• Ever wanted an RSS feed of all your favorite gaming news sites? Go check out our new Gaming Headlines feed! Read more about it here.
  • We have made minor adjustments to how the search bar works on ResetEra. You can read about the changes here.

dgrdsv

Member
Oct 25, 2017
11,965
RT eats RAM because it adds BVHs to the mix and these can be huge.
DLSS renders in lower resolution than your output resolution and this saves VRAM on render targets / frame buffers - but it won't be the same as rendering in the same native resolution because DLSS uses textures and MIPs for the output resolution.
 

EeK9X

Member
Jan 31, 2019
1,068
Darktalon, thanks for the very informative OP and all the additional "benchmarks".

On a related note, since you've posted about Ghostunner, that game doesn't seem to have an exclusive full screen mode, does it? I can't find the option even when running it in DX11 (also had to add a command line argument to start it in DX12 and enable RT).

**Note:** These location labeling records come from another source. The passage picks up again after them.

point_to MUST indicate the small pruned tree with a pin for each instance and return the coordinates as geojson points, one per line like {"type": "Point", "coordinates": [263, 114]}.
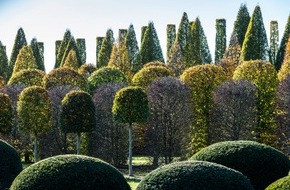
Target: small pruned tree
{"type": "Point", "coordinates": [234, 115]}
{"type": "Point", "coordinates": [131, 106]}
{"type": "Point", "coordinates": [6, 114]}
{"type": "Point", "coordinates": [34, 112]}
{"type": "Point", "coordinates": [77, 114]}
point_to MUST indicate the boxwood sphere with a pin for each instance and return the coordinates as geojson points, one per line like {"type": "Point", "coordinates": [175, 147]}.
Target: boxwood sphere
{"type": "Point", "coordinates": [262, 164]}
{"type": "Point", "coordinates": [283, 183]}
{"type": "Point", "coordinates": [192, 175]}
{"type": "Point", "coordinates": [10, 164]}
{"type": "Point", "coordinates": [73, 172]}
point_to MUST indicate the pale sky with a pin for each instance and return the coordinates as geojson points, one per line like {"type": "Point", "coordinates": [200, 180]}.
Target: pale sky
{"type": "Point", "coordinates": [47, 20]}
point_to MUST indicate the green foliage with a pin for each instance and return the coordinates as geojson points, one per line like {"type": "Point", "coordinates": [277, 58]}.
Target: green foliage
{"type": "Point", "coordinates": [202, 79]}
{"type": "Point", "coordinates": [149, 73]}
{"type": "Point", "coordinates": [283, 183]}
{"type": "Point", "coordinates": [255, 45]}
{"type": "Point", "coordinates": [103, 76]}
{"type": "Point", "coordinates": [260, 163]}
{"type": "Point", "coordinates": [150, 48]}
{"type": "Point", "coordinates": [10, 163]}
{"type": "Point", "coordinates": [195, 175]}
{"type": "Point", "coordinates": [131, 106]}
{"type": "Point", "coordinates": [285, 68]}
{"type": "Point", "coordinates": [220, 39]}
{"type": "Point", "coordinates": [264, 76]}
{"type": "Point", "coordinates": [171, 35]}
{"type": "Point", "coordinates": [78, 112]}
{"type": "Point", "coordinates": [71, 61]}
{"type": "Point", "coordinates": [19, 42]}
{"type": "Point", "coordinates": [241, 24]}
{"type": "Point", "coordinates": [6, 114]}
{"type": "Point", "coordinates": [281, 50]}
{"type": "Point", "coordinates": [62, 48]}
{"type": "Point", "coordinates": [64, 76]}
{"type": "Point", "coordinates": [3, 61]}
{"type": "Point", "coordinates": [28, 77]}
{"type": "Point", "coordinates": [106, 49]}
{"type": "Point", "coordinates": [25, 60]}
{"type": "Point", "coordinates": [70, 172]}
{"type": "Point", "coordinates": [34, 110]}
{"type": "Point", "coordinates": [37, 54]}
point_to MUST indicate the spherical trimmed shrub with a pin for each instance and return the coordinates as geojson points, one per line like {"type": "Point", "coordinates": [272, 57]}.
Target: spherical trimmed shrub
{"type": "Point", "coordinates": [191, 175]}
{"type": "Point", "coordinates": [262, 164]}
{"type": "Point", "coordinates": [70, 172]}
{"type": "Point", "coordinates": [10, 164]}
{"type": "Point", "coordinates": [283, 183]}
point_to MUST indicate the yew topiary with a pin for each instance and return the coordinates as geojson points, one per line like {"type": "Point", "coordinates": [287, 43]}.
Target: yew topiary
{"type": "Point", "coordinates": [194, 175]}
{"type": "Point", "coordinates": [70, 172]}
{"type": "Point", "coordinates": [262, 164]}
{"type": "Point", "coordinates": [10, 164]}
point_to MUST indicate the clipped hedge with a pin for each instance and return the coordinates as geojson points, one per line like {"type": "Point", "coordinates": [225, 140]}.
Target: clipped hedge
{"type": "Point", "coordinates": [10, 164]}
{"type": "Point", "coordinates": [262, 164]}
{"type": "Point", "coordinates": [192, 175]}
{"type": "Point", "coordinates": [283, 183]}
{"type": "Point", "coordinates": [71, 172]}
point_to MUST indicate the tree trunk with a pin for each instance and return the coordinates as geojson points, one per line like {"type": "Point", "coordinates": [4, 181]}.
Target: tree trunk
{"type": "Point", "coordinates": [130, 150]}
{"type": "Point", "coordinates": [35, 151]}
{"type": "Point", "coordinates": [78, 143]}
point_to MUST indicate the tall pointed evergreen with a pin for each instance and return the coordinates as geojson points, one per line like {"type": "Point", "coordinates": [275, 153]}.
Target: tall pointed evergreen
{"type": "Point", "coordinates": [81, 46]}
{"type": "Point", "coordinates": [150, 48]}
{"type": "Point", "coordinates": [241, 24]}
{"type": "Point", "coordinates": [99, 41]}
{"type": "Point", "coordinates": [106, 49]}
{"type": "Point", "coordinates": [71, 46]}
{"type": "Point", "coordinates": [281, 51]}
{"type": "Point", "coordinates": [255, 45]}
{"type": "Point", "coordinates": [37, 54]}
{"type": "Point", "coordinates": [274, 40]}
{"type": "Point", "coordinates": [220, 39]}
{"type": "Point", "coordinates": [133, 49]}
{"type": "Point", "coordinates": [62, 48]}
{"type": "Point", "coordinates": [3, 61]}
{"type": "Point", "coordinates": [19, 42]}
{"type": "Point", "coordinates": [171, 35]}
{"type": "Point", "coordinates": [183, 31]}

Another issue is that the game's native resolution appears to be locked 720p, and I can only increase its scaling by 200%, up to 1440p. Consequently, the picture is very blurry on my native 4K display (LG OLED C9). Still, I can only get a stable 60FPS with RTX on when using DLSS in its performance mode, and that's on a water cooled 2080 Ti maintaining a constant 2100MHz.

Are you having similar issues? I have the EGS store version of the game.
 
OP
OP
Darktalon

Darktalon

Member
Oct 27, 2017
3,270
Kansas
Darktalon, thanks for the very informative OP and all the additional "benchmarks".

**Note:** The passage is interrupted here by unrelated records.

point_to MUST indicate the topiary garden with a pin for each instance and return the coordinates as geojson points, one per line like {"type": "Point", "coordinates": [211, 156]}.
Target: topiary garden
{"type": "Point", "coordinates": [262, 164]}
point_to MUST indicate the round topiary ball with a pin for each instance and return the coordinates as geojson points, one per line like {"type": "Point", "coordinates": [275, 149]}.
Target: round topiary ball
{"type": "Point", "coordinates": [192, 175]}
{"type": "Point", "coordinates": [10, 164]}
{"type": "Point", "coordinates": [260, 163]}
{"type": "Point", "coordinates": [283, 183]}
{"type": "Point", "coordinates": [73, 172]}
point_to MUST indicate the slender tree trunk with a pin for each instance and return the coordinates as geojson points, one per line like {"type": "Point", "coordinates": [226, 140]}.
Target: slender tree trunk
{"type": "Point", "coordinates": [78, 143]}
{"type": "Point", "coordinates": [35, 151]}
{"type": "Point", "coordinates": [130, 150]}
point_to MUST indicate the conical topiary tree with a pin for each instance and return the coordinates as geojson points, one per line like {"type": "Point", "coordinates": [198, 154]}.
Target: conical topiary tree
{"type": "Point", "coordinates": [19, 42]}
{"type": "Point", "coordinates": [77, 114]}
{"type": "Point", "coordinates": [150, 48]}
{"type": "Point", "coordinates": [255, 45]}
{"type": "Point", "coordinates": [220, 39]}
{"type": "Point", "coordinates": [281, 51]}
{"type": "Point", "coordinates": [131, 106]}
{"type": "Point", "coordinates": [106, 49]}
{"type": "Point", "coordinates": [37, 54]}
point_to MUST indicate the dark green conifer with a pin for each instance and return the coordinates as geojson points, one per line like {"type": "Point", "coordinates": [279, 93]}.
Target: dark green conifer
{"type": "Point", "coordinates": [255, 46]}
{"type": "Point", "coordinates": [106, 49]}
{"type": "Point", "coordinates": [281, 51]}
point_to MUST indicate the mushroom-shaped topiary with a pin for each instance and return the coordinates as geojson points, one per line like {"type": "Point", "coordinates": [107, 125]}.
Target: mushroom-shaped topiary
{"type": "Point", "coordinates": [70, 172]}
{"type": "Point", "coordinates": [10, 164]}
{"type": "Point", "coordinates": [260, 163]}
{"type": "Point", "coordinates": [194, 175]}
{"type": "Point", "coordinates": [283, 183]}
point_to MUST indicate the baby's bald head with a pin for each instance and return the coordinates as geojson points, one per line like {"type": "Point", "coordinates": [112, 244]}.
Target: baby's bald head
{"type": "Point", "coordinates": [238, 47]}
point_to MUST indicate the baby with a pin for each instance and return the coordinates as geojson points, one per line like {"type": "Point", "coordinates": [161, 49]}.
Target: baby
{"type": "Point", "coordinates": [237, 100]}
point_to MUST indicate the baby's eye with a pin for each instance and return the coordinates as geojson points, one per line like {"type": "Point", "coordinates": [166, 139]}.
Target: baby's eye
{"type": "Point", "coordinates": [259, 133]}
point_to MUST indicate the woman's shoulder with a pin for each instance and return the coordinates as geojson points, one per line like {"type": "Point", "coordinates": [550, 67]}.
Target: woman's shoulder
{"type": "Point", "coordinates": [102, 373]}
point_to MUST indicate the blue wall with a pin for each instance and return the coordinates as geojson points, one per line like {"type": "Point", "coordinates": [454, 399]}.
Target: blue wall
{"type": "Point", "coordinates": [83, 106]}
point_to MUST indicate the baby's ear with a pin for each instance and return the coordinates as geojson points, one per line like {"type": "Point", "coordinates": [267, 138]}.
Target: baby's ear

On a related note, since you've posted about Ghostunner, that game doesn't seem to have an exclusive full screen mode, does it? I can't find the option even when running it in DX11 (also had to add a command line argument to start it in DX12 and enable RT).

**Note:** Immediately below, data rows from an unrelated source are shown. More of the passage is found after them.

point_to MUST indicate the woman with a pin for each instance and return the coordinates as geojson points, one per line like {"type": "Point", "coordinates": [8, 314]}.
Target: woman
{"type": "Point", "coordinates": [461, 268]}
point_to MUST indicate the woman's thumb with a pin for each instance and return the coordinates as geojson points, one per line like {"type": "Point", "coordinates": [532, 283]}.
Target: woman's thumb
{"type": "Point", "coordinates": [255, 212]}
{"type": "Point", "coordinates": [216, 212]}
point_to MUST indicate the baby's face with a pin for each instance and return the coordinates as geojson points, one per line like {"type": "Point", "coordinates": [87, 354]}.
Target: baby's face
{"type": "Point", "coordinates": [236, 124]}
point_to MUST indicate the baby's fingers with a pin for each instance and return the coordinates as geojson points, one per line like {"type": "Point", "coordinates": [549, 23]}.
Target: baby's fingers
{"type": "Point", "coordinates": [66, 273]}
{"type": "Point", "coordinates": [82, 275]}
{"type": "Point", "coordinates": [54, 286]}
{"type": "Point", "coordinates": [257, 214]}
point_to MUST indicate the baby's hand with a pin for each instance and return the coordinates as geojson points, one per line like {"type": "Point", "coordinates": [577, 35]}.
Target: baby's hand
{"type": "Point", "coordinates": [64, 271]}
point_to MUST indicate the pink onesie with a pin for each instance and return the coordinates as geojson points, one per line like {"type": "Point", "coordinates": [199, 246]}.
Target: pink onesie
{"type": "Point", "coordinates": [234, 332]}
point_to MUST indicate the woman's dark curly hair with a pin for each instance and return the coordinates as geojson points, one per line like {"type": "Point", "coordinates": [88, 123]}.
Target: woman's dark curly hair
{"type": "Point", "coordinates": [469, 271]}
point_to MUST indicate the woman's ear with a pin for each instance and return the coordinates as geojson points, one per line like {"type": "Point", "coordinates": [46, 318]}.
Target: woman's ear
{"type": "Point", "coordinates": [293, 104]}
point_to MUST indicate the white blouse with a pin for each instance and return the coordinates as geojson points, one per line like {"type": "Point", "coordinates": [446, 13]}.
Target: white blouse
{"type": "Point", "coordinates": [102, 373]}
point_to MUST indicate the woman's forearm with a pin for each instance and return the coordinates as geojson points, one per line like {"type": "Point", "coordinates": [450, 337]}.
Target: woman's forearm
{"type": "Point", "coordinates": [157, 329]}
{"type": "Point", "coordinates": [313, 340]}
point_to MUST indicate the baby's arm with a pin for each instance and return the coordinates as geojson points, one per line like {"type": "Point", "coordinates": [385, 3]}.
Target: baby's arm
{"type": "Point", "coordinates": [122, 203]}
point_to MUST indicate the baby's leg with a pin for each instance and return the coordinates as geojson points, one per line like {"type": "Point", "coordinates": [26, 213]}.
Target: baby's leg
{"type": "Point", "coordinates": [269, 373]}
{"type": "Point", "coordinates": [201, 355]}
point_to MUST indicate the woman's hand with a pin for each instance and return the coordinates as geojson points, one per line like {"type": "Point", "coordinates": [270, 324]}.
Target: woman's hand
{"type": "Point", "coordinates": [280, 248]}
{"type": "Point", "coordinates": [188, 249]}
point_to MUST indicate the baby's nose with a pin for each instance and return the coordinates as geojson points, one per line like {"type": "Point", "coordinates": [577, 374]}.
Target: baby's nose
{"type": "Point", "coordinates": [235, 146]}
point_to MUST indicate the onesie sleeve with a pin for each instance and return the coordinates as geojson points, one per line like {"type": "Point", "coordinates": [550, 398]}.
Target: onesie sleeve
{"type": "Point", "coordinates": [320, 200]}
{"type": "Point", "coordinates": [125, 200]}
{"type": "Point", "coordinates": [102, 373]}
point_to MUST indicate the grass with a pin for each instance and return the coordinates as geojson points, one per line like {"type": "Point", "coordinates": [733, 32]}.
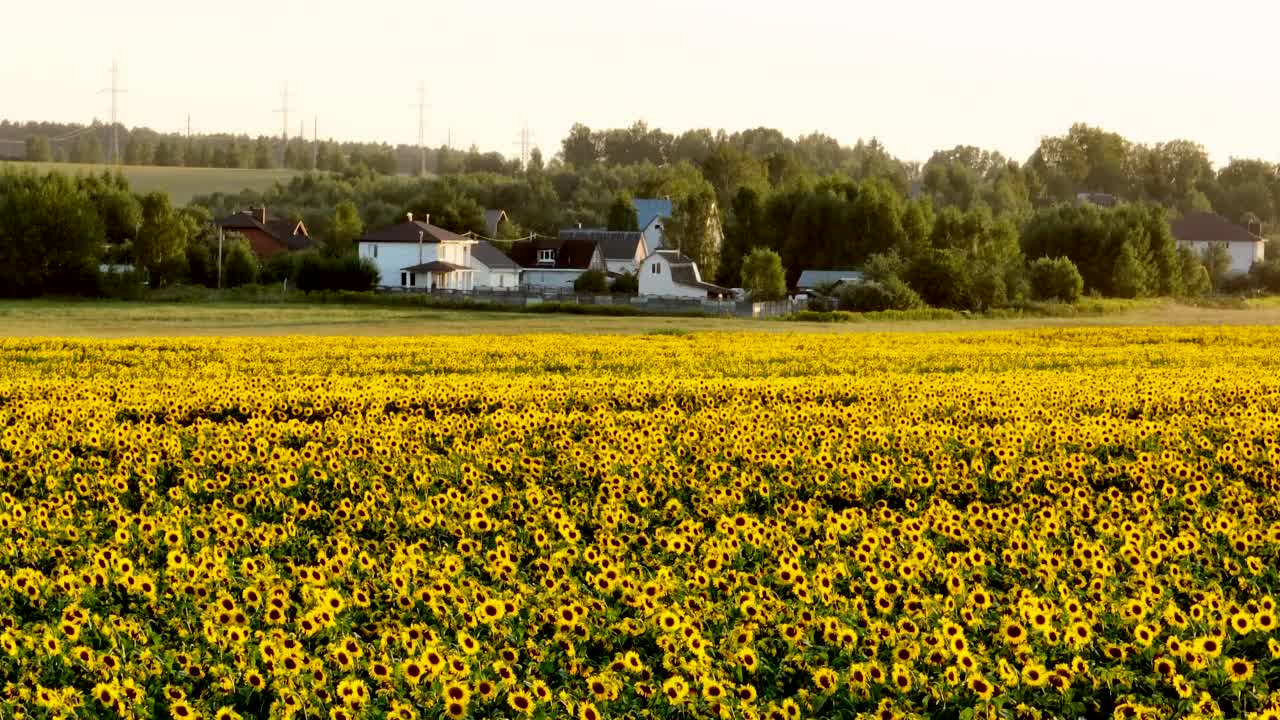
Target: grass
{"type": "Point", "coordinates": [181, 183]}
{"type": "Point", "coordinates": [91, 318]}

Another issue is that the game's native resolution appears to be locked 720p, and I can only increase its scaling by 200%, up to 1440p. Consequently, the picture is very blurry on my native 4K display (LG OLED C9). Still, I can only get a stable 60FPS with RTX on when using DLSS in its performance mode, and that's on a water cooled 2080 Ti maintaining a constant 2100MHz.

Are you having similar issues? I have the EGS store version of the game.
DX12 doesn't need an exclusive full screen mode. It uses flip model borderless windowed, which is the best possible thing any dev could do.
Not sure why your resolution isn't working, it works properly on mine, but i'm using a monitor.
 

RCSI

Avenger
Oct 27, 2017
1,840
MciGqpF.jpg

Doom Eternal, all settings at Ultra Nightmare, 2160p
HDR Off - 8.098 GB used, 9.552 GB allocated
HDR On - 8.262 GB used, 9.589 GB allocated

Ultra Nightmare settings, 2880p (DSR)
HDR On - 9.155 GB used, 10.005 GB allocated
 

RCSI

Avenger
Oct 27, 2017
1,840
Watch Dogs Legion, Ultra presets, RT On, DLSS off, 2160p, FOV 70, BattleEyeLauncher disabled

Limited testing on my part and from what I saw usage was highly variable but between 8-9 GB.

CzZ8HMn.jpg
2160p
8.473 GB (8.660 w/HDR) used, 9.778 GB (9.863 w/HDR) allocated
1440p
8.598 GB used, 9.506 GB allocated

Another scene not imaged, used GPU dedicated memory usage \ process and GPU shared memory usage \ process
1440p [playable]
8.089 GB used, 0.643 GB shared, 9.113 GB allocated
2160p (DSR) [lol]
8.668 GB used, 1.450 GB shared, 9.737 GB allocated
2880p (DSR) [screenshot slideshow]
8.600 GB used, 3.529 GB shared, 9.670 GB allocated

Saw 8.9 GB with DSR, but I was also changing DLSS settings/resolution, etc.

Edit:
Added more info
 
Last edited:
OP
OP
Darktalon

Darktalon

Member
Oct 27, 2017
3,270
Kansas
Watch Dogs Legion, Ultra presets, RT On, DLSS off, 2160p, FOV 70, BattleEyeLauncher disabled

Limited testing on my part and from what I saw usage was highly variable but between 8-9 GB.

CzZ8HMn.jpg
2160p
8.473 GB (8.660 w/HDR) used, 9.778 GB (9.863 w/HDR) allocated
1440p
8.598 GB used, 9.506 GB allocated

Another scene not imaged, used GPU dedicated memory usage \ process and GPU shared memory usage \ process
1440p [playable]
8.089 GB used, 0.643 GB shared, 9.113 GB allocated
2160p (DSR) [lol]
8.668 GB used, 1.450 GB shared, 9.737 GB allocated
2880p (DSR) [screenshot slideshow]
8.600 GB used, 3.529 GB shared, 9.670 GB allocated

Saw 8.9 GB with DSR, but I was also changing DLSS settings/resolution, etc.

Edit:
Added more info
Thank you for this! It is interesting that DSR ballooned the shared VRAM.
 
OP
OP
Darktalon

Darktalon

Member
Oct 27, 2017
3,270
Kansas
Once again people continue to make claims that there is no evidence, and no possible way we could know how much VRAM games are using, when literally ANY person with a GPU can now do so. Why have none of these people claiming there is zero evidence, ran any tests themselves?
 
RTSS Changelog
OP
OP
Darktalon

Darktalon

Member
Oct 27, 2017
3,270
Kansas
New RTSS 7.3.0 beta 8 build 23844 is available. Change list includes:


BETA 7 CHANGES

New RTSS beta is around the corner. Many changes inside this build are related to scanline sync. But a lot of changes are also aimed to ... educate reviewers:



· Various Vulkan bootstrap layer and Vulkan overlay renderer cleanups aimed to improve compatibility with Vulkan validation layer


· Improved compatibility with multithreaded Direct3D1x applications, using multiple Direct3D devices and swapchains and concurrently presenting frames on them from different threads (e.g. Windows Terminal)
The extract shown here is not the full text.